Legally, hospitals are required to talk about the risks along with the benefits of any medical procedure, this includes inductions. Unfortunately, there are far to many moms who aren't given a break-down of what to expect, or are made to focus only on the good things. It is important to go into any medical procedure knowing what to expect, both good and bad.
So, what exactly is an induction? There are a couple of things that hospitals may try to induce your labor.
One method of induction is using medications designed to soften and dilate your cervix. There are several different kinds, so you may hear words like Cervidil, Prepidil or Cytotec. Basically these use prostaglandins to soften the cervix. Cervidil is similar to a tampon, it is inserted and can be removed by pulling on the attached string. Prepidil comes as either a suppository or a gel that is smeared on the cervix. Cytotec is a tablet that is placed on or near the cervix. Cytotec has not been approved by the FDA for use in induction of labor, and may pharmacies refuse to release the drug for use in obstetrics due to the high numbers of negative side effects including uterine rupture,hemorrhage, and death of the mother and/or baby. The use of a prostaglandin to induce may cause the uterus to become overstimulated, at which point more medication will be given to slow it down, or if possible such as with Cervidil, it will be removed.
Another method is putting you on Pitocin. Pitocin is a synthetic form of the hormone Oxytocin. It will cause your uterus to contract. Unlike natural contractions, you won't have that wave-like effect where you feel it coming on, it hits its peak, and then tapers off. Many women find that contractions while on Pitocin are stronger and more painful. This usually leads to other interventions in the form of pain medications such as IV narcotics, or an epidural. Pitocin also tricks the brain into thinking that the body is producing Oxytocin and stops producing the hormone naturally. Oxytocin helps to increase uterine contractions and promote loving feelings toward your new baby. This doesn't mean that you won't love your baby, but many people report that it seems harder to bond right away. Pitocin also causes fluid retention which means that you and your baby may have a bit of swelling. You should also read this new study by the American Congress of Obstetrics and Gynecology (ACOG) about the potential negative impact of Pitocin on the baby.
The last method that I will talk about is an amniotomy, also called an artificial rupture of membranes (AROM) or breaking the bag of waters. For an amniotomy, your doctor or midwife will most likely use a long hook that looks similar to a sharp crochet hook. Basically they just hook a part of your amniotic sac, and it breaks. This can be a very effective tool to jump start your labor, and is often even used further in to move things along more quickly. When you have an amniotomy, it is still very possible to continue with a natural birth without the introduction of any medications, however it is also important to note that once they break your bag of waters, you can't change your mind. If Pitocin or prostaglandins don't work, you can still choose to go home and give it time as long as the membrane is intact. An amniotomy is like the point of no return.
The answer is yes. It is a really good idea to wait for the baby to be ready to be born so that they get a chance to fully develop. However, there are times when induction becomes the best course of action. If your pregnancy has gone for more than 42 or 43 weeks, it is time to start talking about induction. The number of weeks may vary depending on your provider. You should never be induced before 40 weeks, unless for medical reasons. If your water breaks but you aren't having labor contractions, some care providers will give you 24-48 hours to start labor on your own before induction, others will choose to induce right away. If your care provider suspects a medical problem they may choose to induce. This includes things like suspected uterine infection, placental abruption, high blood pressure or preeclampsia, or diabetes. Basically, if your doctor or midwife is growing concerned about the safety of you or the baby, they will start talking about induction. Here is an article from the Mayo Clinic about when to induce.
Some reasons that are given that are not good reasons to induce are things like your "baby seems to be getting big. Let's get him out before he grows anymore.", tired of being pregnant, or your doctor is at the hospital that day. A good rule of thumb is that if you and the baby are not at risk, you shouldn't induce.

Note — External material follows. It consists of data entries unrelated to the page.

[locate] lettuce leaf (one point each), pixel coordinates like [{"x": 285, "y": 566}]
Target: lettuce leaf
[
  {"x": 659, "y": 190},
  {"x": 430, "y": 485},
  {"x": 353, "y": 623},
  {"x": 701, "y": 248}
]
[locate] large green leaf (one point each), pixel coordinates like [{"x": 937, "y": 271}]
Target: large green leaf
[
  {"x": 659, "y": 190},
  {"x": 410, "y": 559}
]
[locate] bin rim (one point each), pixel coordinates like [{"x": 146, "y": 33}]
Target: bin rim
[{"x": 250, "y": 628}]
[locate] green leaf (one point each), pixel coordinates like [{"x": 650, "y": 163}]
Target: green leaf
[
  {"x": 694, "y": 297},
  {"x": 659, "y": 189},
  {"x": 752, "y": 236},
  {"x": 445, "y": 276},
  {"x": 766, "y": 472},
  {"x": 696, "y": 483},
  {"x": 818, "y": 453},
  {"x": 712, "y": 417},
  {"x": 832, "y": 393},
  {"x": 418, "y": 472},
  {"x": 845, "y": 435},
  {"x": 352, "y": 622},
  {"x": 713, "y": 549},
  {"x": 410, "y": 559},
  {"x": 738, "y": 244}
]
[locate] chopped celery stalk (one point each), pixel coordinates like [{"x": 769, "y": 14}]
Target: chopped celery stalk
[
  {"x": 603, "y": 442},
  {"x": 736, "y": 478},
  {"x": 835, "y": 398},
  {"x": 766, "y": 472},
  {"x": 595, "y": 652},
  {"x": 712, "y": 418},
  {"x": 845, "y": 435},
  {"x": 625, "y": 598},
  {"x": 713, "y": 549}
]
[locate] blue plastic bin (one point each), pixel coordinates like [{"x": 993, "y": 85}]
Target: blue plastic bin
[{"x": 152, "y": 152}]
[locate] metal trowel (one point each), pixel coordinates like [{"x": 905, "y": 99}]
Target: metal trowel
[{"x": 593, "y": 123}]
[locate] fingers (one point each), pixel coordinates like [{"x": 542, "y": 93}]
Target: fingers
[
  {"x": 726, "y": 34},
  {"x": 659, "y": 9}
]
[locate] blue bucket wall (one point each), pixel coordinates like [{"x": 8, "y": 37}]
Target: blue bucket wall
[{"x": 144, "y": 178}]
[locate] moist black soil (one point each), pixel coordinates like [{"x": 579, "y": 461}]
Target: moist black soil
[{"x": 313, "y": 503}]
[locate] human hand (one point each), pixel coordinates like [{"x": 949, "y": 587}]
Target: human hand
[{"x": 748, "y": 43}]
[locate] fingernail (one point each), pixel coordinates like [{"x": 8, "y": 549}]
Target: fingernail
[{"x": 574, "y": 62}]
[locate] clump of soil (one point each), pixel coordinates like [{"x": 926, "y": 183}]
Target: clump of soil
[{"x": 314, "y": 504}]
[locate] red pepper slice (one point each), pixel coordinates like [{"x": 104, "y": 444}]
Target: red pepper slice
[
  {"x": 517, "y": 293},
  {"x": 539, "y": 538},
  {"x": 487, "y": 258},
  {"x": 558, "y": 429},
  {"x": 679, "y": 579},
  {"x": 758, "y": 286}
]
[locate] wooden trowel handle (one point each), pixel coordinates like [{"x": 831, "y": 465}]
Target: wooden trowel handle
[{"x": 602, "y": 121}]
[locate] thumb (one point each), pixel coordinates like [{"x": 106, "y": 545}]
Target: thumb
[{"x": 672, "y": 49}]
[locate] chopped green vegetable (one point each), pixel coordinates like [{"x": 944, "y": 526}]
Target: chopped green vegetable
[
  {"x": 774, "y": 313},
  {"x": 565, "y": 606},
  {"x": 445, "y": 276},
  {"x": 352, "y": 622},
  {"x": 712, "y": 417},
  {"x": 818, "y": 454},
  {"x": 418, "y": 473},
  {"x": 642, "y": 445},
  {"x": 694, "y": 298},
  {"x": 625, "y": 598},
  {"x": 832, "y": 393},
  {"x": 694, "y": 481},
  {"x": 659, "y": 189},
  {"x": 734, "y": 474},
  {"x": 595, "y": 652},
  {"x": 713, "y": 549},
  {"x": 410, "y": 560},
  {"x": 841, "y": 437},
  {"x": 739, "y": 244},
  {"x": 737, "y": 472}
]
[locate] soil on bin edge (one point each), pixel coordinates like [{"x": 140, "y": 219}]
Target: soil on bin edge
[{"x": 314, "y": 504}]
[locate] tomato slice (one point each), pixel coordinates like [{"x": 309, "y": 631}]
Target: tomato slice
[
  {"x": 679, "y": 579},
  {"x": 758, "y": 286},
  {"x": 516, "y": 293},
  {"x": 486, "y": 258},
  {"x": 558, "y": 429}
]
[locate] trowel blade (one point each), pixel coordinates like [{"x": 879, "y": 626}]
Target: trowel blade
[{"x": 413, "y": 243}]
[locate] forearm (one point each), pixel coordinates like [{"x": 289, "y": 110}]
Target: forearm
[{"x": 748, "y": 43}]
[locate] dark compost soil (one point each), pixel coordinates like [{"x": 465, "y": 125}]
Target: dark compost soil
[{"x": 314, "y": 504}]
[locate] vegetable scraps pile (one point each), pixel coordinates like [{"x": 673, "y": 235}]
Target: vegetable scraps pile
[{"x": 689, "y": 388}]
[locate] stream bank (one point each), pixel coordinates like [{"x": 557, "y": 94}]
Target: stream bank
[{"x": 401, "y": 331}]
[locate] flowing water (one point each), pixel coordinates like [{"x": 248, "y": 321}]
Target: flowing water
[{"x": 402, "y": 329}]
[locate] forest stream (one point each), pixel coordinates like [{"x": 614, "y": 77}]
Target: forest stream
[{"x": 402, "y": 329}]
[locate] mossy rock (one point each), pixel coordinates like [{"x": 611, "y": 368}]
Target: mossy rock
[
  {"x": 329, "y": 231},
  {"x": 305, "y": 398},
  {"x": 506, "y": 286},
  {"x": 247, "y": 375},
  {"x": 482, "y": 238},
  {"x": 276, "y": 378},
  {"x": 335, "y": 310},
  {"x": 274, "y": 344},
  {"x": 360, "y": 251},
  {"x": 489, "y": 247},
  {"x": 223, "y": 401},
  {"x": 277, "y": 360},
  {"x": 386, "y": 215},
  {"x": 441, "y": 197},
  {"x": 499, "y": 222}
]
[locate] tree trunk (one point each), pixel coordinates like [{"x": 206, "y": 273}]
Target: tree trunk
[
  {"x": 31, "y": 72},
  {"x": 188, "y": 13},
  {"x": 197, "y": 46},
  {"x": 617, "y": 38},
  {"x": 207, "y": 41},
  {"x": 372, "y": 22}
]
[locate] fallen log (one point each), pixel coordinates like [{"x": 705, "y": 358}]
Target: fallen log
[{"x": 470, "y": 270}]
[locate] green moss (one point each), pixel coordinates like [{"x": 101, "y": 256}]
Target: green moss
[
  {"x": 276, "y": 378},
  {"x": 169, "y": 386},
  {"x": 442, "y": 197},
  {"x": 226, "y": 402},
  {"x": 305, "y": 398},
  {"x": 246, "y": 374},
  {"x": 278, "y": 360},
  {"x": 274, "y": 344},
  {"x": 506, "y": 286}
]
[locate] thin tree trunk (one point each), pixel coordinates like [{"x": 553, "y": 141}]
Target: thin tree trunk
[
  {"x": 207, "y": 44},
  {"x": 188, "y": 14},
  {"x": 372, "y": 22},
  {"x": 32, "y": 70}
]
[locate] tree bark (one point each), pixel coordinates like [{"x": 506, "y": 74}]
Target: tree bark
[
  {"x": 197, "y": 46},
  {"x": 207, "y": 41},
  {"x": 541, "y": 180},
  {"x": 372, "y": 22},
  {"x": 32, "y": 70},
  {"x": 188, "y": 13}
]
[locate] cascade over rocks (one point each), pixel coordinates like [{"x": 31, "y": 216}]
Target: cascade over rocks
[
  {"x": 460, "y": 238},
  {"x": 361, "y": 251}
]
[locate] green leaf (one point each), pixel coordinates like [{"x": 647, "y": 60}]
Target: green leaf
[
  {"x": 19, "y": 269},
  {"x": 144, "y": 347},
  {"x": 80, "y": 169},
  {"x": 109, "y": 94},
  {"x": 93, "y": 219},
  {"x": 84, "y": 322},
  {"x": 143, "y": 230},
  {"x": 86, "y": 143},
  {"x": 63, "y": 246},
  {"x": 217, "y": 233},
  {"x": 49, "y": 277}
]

I also feel that it is important to note that although you may have someone say "We can induce and then you will meet your baby today." chances are, you will not meet your baby today. Inductions can go on a long time and often stretch out over a day or several. You should also note that only about 60% of inductions are successful. The other 40% wind up as Cesareans either because it just never took, or serious complications arose. Considering the number of births in our country, 40% is a lot.
If you are unsure, or feel like you want to know more, you are allowed to ask for more time to think about elective procedures. Most inductions are not emergencies, and it is perfectly acceptable to say something like "I would like to sleep on it, and perhaps revisit this suggestion in a day or two." That gives you time to go home, discuss the idea with your partner, and research the procedure, it's success rates, and the potential side-effects.